Russia has been left increasingly isolated from the rest of the world after its widely-condemned invasion of Ukraine, which has been ongoing for more than two months, and its space program is likely to have been affected too.

Shortly after Russia launched its invasion in February, President Joe Biden announced U.S. sanctions that he said would, among other things, "degrade their aerospace industry, including their space program."

Russia has also taken action to distance itself from other nations including cutting off rocket engine supplies to the U.S. and suspending research cooperation with Germany on the International Space Station (ISS).

Yet the country's Roscosmos space program boss Dmitry Rogozin has given the impression that he is undeterred by these developments.

When the European Space Agency confirmed it was suspending its ExoMars rover mission with Roscosmos, Rogozin said Russia would carry on developing a Mars research mission alone.

When the backlash against Russia persisted following the war in Ukraine, he said that not only would Russia be continuing with plans for its own Russian Orbital Service Station but that it might have an "applied-military" purpose, according to Russia's state-owned TASS news agency.

Scott Kelly, a former commander of the ISS, who has been an outspoken critic of Rogozin and of Russia's invasion of Ukraine via his popular Twitter account, told Newsweek that Rogozin's ambitions are not grounded in reality.

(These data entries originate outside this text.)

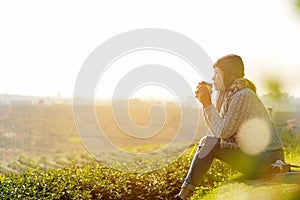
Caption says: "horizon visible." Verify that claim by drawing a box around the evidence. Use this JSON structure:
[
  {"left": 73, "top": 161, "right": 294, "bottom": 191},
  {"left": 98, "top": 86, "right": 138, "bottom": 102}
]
[{"left": 0, "top": 0, "right": 300, "bottom": 101}]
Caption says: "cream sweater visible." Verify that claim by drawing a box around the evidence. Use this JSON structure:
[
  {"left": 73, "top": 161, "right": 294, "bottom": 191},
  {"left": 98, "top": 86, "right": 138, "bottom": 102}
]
[{"left": 203, "top": 88, "right": 282, "bottom": 151}]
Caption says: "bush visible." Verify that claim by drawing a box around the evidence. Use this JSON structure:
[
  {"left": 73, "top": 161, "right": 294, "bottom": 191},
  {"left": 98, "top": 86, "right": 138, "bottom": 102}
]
[{"left": 0, "top": 155, "right": 231, "bottom": 199}]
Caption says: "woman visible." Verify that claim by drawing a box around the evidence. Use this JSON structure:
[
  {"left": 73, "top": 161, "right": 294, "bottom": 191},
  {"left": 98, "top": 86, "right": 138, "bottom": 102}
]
[{"left": 177, "top": 54, "right": 284, "bottom": 199}]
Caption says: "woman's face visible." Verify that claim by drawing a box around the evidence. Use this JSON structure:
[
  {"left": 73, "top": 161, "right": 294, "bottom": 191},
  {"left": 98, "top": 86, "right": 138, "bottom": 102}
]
[{"left": 212, "top": 67, "right": 225, "bottom": 91}]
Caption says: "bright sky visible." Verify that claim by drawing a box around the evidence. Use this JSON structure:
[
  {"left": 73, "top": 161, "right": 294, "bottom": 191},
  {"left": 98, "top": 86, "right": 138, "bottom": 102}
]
[{"left": 0, "top": 0, "right": 300, "bottom": 97}]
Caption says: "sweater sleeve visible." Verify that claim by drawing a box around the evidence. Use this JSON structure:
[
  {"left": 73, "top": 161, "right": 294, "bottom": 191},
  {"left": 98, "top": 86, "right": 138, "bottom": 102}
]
[{"left": 203, "top": 89, "right": 257, "bottom": 139}]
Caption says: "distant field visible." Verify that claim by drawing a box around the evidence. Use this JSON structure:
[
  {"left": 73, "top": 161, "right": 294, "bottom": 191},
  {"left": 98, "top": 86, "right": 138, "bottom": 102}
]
[{"left": 0, "top": 101, "right": 300, "bottom": 171}]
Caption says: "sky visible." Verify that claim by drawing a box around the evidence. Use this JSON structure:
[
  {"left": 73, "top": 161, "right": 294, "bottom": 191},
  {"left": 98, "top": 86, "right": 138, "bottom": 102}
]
[{"left": 0, "top": 0, "right": 300, "bottom": 100}]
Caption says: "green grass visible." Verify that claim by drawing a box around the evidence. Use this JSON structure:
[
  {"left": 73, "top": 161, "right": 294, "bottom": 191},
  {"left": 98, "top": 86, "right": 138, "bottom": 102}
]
[
  {"left": 192, "top": 133, "right": 300, "bottom": 200},
  {"left": 193, "top": 183, "right": 300, "bottom": 200}
]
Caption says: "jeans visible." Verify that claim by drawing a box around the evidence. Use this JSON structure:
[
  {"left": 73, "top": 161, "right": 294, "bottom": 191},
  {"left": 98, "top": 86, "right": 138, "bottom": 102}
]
[{"left": 182, "top": 136, "right": 284, "bottom": 190}]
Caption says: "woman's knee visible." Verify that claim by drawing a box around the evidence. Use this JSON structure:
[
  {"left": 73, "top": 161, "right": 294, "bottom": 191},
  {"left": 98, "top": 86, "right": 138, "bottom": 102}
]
[{"left": 199, "top": 136, "right": 219, "bottom": 146}]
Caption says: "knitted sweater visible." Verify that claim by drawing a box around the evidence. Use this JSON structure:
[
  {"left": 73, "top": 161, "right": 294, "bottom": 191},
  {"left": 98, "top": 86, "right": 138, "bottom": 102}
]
[{"left": 203, "top": 79, "right": 282, "bottom": 151}]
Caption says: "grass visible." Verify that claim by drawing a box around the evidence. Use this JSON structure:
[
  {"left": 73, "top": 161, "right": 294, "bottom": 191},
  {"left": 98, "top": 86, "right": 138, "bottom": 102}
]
[{"left": 192, "top": 133, "right": 300, "bottom": 200}]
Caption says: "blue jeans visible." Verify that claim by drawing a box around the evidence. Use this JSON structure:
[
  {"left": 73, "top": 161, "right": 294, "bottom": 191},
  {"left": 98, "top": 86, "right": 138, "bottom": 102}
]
[{"left": 182, "top": 136, "right": 284, "bottom": 190}]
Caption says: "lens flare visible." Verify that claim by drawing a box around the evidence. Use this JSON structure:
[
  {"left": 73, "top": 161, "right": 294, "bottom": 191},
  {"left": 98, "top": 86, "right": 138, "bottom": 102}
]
[{"left": 237, "top": 118, "right": 271, "bottom": 155}]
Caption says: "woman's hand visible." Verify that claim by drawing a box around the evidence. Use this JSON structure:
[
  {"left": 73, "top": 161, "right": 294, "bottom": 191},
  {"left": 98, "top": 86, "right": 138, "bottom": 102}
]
[{"left": 195, "top": 82, "right": 212, "bottom": 107}]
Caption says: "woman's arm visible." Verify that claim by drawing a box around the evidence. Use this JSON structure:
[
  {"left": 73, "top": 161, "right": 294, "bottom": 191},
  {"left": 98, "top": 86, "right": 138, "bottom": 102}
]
[{"left": 203, "top": 89, "right": 258, "bottom": 139}]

Scott Kelly Ex-NASA Astronaut and Dmitry Rogozin
NASA, Expedition 46 Commander Scott Kelly (L) of NASA and Dmitry Rogozin (R) the head of the Russian space agency Roscosmos. Yuri Kochetkov/AFP via Getty Images

"I'm pretty sure there's probably a 0 percent chance of this being successful," he said, in reference to Russia's Mars plans. "They don't have any money. You know, it's expensive.

"They also are not that sophisticated as a spacefaring nation. I mean, they've got one thing that works well that can launch three people into space and bring them home pretty reliably… that's about it," he said. "And you need a lot more than that to go to the moon or go to Mars. Particularly, you need the money. So the future of their space program, as a result of Putin's invasion of Ukraine, is pretty bleak."

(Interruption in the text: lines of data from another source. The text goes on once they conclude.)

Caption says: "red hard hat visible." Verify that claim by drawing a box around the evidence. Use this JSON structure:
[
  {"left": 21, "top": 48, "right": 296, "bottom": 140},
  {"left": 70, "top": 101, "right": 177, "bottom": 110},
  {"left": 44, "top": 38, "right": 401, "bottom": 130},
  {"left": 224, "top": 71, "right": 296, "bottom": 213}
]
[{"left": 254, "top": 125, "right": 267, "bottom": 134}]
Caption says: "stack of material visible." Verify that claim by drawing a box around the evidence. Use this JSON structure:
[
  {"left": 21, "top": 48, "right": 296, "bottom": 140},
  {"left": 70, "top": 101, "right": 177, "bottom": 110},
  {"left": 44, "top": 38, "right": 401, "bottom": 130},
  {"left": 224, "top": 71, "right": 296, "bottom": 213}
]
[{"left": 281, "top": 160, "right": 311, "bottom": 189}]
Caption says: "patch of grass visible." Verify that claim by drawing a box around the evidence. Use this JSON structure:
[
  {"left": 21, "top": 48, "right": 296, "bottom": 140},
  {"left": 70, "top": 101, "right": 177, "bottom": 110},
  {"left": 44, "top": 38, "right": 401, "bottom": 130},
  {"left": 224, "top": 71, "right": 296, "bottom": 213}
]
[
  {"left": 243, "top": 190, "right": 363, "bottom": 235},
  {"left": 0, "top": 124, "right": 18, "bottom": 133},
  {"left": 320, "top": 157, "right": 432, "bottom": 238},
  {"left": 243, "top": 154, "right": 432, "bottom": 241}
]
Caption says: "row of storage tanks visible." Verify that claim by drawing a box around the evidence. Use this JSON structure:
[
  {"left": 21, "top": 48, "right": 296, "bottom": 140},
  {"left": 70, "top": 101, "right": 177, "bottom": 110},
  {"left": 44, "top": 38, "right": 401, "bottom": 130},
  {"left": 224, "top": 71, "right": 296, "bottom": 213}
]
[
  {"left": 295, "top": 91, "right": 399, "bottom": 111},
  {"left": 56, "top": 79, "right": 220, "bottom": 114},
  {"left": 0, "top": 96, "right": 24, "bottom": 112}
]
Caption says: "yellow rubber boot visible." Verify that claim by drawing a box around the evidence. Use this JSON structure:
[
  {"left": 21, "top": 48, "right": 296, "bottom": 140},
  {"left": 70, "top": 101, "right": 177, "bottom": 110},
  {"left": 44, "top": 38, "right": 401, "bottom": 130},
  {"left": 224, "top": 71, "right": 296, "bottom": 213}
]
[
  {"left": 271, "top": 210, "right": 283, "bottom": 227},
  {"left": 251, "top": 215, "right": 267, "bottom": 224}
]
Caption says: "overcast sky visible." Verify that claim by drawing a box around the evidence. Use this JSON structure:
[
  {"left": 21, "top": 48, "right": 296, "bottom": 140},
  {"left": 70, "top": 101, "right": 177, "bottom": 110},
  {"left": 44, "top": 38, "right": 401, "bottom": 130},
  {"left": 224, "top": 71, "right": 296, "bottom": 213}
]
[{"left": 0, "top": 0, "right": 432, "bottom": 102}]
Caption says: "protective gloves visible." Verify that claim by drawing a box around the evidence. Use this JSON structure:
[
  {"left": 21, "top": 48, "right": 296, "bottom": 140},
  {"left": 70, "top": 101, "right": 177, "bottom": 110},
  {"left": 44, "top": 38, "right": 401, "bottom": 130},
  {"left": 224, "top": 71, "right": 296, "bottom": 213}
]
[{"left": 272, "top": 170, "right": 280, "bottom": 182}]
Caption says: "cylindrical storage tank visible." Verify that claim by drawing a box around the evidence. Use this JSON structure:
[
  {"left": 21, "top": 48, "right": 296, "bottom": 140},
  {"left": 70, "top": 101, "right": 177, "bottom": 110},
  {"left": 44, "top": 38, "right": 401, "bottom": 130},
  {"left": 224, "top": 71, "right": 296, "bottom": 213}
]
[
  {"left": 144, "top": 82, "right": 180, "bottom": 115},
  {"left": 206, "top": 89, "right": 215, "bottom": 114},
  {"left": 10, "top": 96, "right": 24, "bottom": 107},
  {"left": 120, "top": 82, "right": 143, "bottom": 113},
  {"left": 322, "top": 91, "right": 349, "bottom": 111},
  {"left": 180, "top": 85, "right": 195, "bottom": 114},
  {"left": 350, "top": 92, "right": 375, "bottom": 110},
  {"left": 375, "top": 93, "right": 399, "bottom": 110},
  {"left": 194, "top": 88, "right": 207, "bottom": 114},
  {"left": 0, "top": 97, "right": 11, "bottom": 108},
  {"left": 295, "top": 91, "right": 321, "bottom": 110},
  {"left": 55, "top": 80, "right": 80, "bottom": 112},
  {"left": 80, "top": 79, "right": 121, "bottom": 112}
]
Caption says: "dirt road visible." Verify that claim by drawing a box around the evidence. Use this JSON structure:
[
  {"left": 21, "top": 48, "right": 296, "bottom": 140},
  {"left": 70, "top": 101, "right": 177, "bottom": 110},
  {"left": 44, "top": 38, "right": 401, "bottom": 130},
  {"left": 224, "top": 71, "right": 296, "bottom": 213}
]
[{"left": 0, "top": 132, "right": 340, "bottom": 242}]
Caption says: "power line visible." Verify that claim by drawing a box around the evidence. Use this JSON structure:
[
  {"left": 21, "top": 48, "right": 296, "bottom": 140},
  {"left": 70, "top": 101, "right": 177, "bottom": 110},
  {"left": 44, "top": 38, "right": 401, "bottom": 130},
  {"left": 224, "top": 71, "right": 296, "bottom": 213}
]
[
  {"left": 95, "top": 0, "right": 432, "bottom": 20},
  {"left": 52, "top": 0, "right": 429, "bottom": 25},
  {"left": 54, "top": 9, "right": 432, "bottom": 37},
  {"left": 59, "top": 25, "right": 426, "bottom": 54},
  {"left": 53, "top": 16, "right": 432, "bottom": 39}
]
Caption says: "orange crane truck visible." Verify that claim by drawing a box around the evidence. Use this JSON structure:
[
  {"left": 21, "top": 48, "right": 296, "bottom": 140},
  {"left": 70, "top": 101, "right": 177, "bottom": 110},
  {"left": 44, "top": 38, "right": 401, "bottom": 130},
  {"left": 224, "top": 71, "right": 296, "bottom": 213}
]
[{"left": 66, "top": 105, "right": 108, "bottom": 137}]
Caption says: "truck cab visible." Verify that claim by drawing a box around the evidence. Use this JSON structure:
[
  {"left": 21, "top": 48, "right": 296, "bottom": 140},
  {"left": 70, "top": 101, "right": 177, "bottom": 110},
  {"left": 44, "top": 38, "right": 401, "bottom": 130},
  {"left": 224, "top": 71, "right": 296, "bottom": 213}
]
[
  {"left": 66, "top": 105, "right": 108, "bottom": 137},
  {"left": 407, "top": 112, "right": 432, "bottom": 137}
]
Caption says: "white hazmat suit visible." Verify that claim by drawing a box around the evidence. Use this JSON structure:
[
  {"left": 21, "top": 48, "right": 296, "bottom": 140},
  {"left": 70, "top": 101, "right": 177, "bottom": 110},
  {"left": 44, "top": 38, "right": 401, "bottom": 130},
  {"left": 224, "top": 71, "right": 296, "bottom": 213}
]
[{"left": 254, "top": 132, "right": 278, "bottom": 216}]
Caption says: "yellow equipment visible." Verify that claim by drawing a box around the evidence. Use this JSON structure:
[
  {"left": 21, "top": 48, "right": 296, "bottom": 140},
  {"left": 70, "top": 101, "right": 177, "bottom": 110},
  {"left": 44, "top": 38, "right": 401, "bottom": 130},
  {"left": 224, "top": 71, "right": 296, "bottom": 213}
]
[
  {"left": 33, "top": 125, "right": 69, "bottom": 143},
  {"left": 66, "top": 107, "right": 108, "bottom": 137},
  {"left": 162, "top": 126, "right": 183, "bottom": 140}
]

Kelly added that he hoped that the U.S. and Russia can continue cooperation through the lifetime of the ISS; the two countries are key partners in continuing its operation and Kelly described Russia as "critical and important there". For one thing, Russian technology is responsible for ensuring the station stays in its desired orbit.

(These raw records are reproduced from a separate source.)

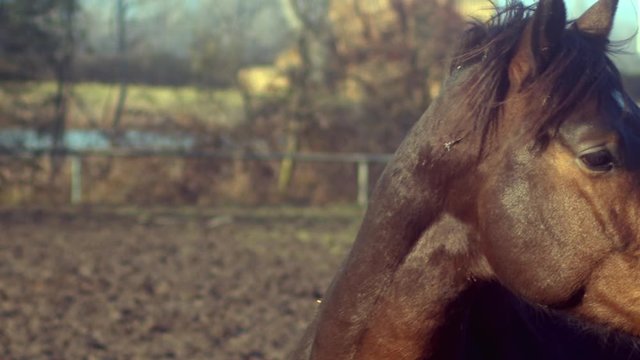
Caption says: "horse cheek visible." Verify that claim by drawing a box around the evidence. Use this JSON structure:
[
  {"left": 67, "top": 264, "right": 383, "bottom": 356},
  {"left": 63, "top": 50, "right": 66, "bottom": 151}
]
[{"left": 479, "top": 165, "right": 605, "bottom": 305}]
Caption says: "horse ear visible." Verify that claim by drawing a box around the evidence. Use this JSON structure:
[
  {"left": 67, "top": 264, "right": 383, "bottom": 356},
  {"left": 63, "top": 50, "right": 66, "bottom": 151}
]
[
  {"left": 509, "top": 0, "right": 567, "bottom": 86},
  {"left": 576, "top": 0, "right": 618, "bottom": 39}
]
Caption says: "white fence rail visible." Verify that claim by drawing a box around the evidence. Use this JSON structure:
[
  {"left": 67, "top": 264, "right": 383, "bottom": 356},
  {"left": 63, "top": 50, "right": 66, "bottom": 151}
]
[{"left": 0, "top": 149, "right": 393, "bottom": 206}]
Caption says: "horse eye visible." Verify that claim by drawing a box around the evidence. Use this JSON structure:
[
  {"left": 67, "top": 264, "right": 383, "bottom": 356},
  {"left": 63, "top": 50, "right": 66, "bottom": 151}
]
[{"left": 580, "top": 149, "right": 615, "bottom": 172}]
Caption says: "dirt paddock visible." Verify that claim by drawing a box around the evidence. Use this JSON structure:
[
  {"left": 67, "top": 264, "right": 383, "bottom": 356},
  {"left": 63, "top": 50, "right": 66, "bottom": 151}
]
[{"left": 0, "top": 208, "right": 360, "bottom": 360}]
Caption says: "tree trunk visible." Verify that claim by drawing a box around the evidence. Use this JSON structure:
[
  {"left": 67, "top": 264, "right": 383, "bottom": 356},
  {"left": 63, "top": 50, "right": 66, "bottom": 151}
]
[{"left": 112, "top": 0, "right": 129, "bottom": 133}]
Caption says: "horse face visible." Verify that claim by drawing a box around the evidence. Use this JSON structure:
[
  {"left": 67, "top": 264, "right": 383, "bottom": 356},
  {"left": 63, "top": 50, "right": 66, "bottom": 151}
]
[{"left": 478, "top": 0, "right": 640, "bottom": 335}]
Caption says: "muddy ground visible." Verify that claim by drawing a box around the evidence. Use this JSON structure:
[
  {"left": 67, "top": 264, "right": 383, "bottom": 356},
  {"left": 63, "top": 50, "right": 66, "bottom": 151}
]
[{"left": 0, "top": 208, "right": 360, "bottom": 360}]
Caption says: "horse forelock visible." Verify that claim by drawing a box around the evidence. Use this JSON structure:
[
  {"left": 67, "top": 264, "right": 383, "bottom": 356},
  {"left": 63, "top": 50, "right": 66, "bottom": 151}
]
[{"left": 450, "top": 1, "right": 639, "bottom": 156}]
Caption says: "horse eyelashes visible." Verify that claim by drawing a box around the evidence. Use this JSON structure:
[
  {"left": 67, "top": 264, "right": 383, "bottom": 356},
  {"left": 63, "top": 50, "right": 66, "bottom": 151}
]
[{"left": 580, "top": 149, "right": 615, "bottom": 172}]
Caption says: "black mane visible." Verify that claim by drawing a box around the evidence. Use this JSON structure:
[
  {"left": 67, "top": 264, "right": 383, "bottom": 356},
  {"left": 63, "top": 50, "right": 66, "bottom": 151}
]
[{"left": 450, "top": 1, "right": 638, "bottom": 152}]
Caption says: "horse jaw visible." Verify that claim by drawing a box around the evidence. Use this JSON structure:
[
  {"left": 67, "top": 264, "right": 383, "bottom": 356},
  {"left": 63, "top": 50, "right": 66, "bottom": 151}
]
[{"left": 574, "top": 253, "right": 640, "bottom": 336}]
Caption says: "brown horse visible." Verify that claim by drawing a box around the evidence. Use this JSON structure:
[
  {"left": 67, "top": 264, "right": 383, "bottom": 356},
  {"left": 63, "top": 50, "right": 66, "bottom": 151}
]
[{"left": 293, "top": 0, "right": 640, "bottom": 360}]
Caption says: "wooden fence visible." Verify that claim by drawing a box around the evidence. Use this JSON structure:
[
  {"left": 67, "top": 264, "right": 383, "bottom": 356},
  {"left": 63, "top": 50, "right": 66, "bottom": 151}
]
[{"left": 6, "top": 150, "right": 393, "bottom": 206}]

"Having said that, once the International Space Station is over, whether it's due to them leaving or us getting to the natural end of its lifetime in 2030 perhaps, I don't see us ever cooperating with them again ever under Putin," Kelly said. "Now, if there was a complete change in their government and their philosophy and how they behave on the international stage, maybe, but I just don't see it happening. So I think their space program's future is very, very bleak."

On April 22, Roscosmos announced that it intends to develop manned space flights in cooperation with China, according to TASS. Earlier, Rogozin had suggested that Russia and China could construct joint modules on China's Tiangong space station, which is already under construction in space.